Continuing my simple, semi-homemade desserts for spring, I decided the super easy version of the classic French pastry would be a good one to do.
Store bought puff pastry saves lots of time, and instead of making a custard, we will be doing a quick buttercream with fresh lemon juice and zest. I love raspberries/strawberries as it
accompanies the lemon so well. It also so pretty.
See.
Doesn’t that look fabulous? It is also incredibly easy to make which is the best part.
Okay, let’s get started!
Semi-homemade Mille Feuille
This cheat version of the French pastry is so easy and tasty! Fresh lemon buttercream and berries sandwiched between puff pastry makes the perfect dessert!
Servings: 9 SERVIINGS
Ingredients
- 1 store bought puff pastry sheet, thawed.

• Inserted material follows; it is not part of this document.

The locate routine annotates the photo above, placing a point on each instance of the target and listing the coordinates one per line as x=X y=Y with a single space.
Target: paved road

- 3 cups powder sugar (plus more for dusting)
- 1 large lemon, or 2 small zested and juiced
- 1 cup salted butter, room temperature
- 1/4 cup milk (I use 1%)
- fresh berries, sliced. I like raspberries and or strawberries
Instructions
- To start, set the oven to 400°. On a piece of parchment paper unfold the pastry. Cut along the 2 folding creases, making 3 equal strips and then cutting across twice to make 9 pieces.
- Put another piece of parchment on top of cut pastry and place a 2nd baking sheet on top as to sandwich it in.
- Now bake for 20 minutes. Then remove the top baking sheet/paper and bake for 5 minutes until light golden on top. Let cool for 10 minutes.
- Carefully cut each pasty in half.
FROSTING
- In a mixing bowl, add the butter. Mix until soft and creamy. .Juice and zest the lemon and add to the butter. Mix well .Next goes the sugar and milk Mix until creamy.
ASSEMBLE
- To assemble, gently frost the bottom piece of pastry, add the berry slices and top with a 2nd pastry piece.
- You can layer or keep it a simple 2 piece cookie. Powder the tops with extra sugar and ENJOY!